В письме ко мне из Берлина, посвященном работе «серапионов» и вопросу — «как писать», Горький сравнивает двух мастеров — Андрея Белого и Алексея Ремизова:
«Белый — человек тонкой культуры, широко образованный, у него есть своя оригинальная тема, ее, пожалуй, другим языком и невозможно развивать, она требует именно того языка, тех хитросплетений, которые доступны и уместны только для Белого. Ремизов — человек, совершенно отравленный русскими словами, он каждое слово воспринимает как образ и потому его словопись безо́бразна, — не живопись, а именно словопись. Он пишет не рассказы, а — псалмы, акафисты».

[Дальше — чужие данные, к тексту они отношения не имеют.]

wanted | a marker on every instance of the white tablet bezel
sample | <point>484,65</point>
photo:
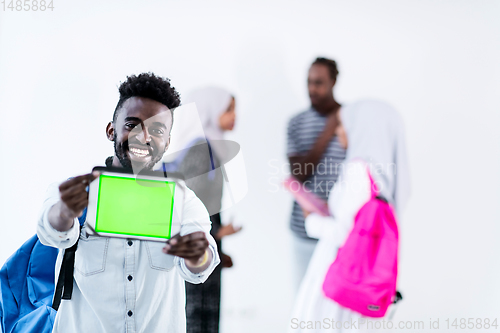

Возвращаясь к Белому, Горький говорит о нем, что он «чувствует нечто, что даже и всей роскошью его слов, всей змеиной гибкостью языка его — выразить трудно».
И замечательно — тут же Горький спохватывается, верный своей обычной позиции — не создавать школ, побуждать молодого писателя не к подражанию, а к самостоятельности:
«Но — не поймите, что я рекомендую вам Белого или Ремизова в учителя — отнюдь! Да, у них — изумительно богатый лексикон и, конечно, это достойно внимания, как достоин его и третий обладатель сокровищами чистого русского языка — Н. С. Лесков. Но — ищите себя. Это тоже интересно, важно и, может быть, очень значительно».
Разве это не флоберовский дар — восхищаться тем, чего не любишь? Неукротимый интерес к явлению, личная заинтересованность в его бытии, и в результате — с точностью взвешенный, как бы бесстрашный приговор: да, я имею дело с одним из обладателей сокровищами русского языка — Алексеем Ремизовым; его мастерство я буду изучать, но следовать ему не стану, потому что оно неприемлемо для моего понимания искусства. Опять и опять звучит знакомое назидание: слушайте, но не слушайтесь.
Таков был высший принцип Горького-художника, и таков был плодотворнейший принцип Горького-учителя в действительно рабочем его общении с молодой литературой.
Я лежал в Обуховской больнице. На третий день после операции Греков зашел ко мне в палату и, улыбаясь, присел на постель.
— Ну, как, — ничего? Ничего, — ответил он сам, одобрительно кивнув.
От него пахло табаком, его седые усы были безжалостно протравлены никотином. Я смотрел ему в умные, усмешливые глаза, стараясь угадать — плохо мое дело или нет.
— Мне о вас докладывали ассистенты. Сам я, каюсь, не заглядывал: все равно эти три дня ничем не мог бы помочь. А теперь — дело в шляпе: выжили. Должен сказать, мало удовольствия резать знакомого человека.
Он опять кивнул — ничего!
Кроме докторской привычки обращаться с больными, как с детьми, он обладал умением говорить о жизни и смерти запросто, как будто стоял с природой на равной ноге. Кое-когда брала верх природа, кое-когда — он. Он чаще. Его слава была большой. Работая на старой, громадной фабрике смерти — в Обуховской больнице времен Екатерины, — он мог позволить себе не стеснять свою врожденную дерзость, и это вырабатывало его хирургический жест, его прием — неповторимый, сразу опознаваемый, как почерк.
Много позже я присутствовал на одной из его операций. Он работал размашисто, сильно, грубовато, и если уж вскрывал человека, то распутывал все его хозяйство, словно шутя перебирая в больших руках внутренности и к моему великому испугу — стряхивая с операционного поля отпавшие с сечения кусочки жирового покрова, как крошки со скатерти — на пол. Он ощупью всовывал назад пересмотренные органы и, дойдя до кишок, размещал их сверху как-то приблизительно, наскоро, будто уложив в посылку вещи, набивал пустые места стружками.
— Все образуется, — сказал он, вскинув на меня глаза, — сами найдут, где им лучше.
Он взял иглу, наложил один шов, взял вторую иглу, но бросил ее:
— В Америке это доделывают студенты.
Его помощники стали оканчивать работу: посылка зашивалась легко и быстро.
Эта манера, этот почерк был далеко известен. Как-то я показывался одному профессору в Берлине. Не успел он взглянуть на давний послеоперационный шрам, как спросил:
— Грековская работа?
Рука Грекова — позволительно сказать — не церемонилась — резала щедро, широко. Он был автором многих уникальных операций. Во время революционных боев в феврале, в июле, в октябре к нему несли с улицы раненых. Одну за другой он сделал несколько операций по поводу ранения в область сердца, и люди оставались живы.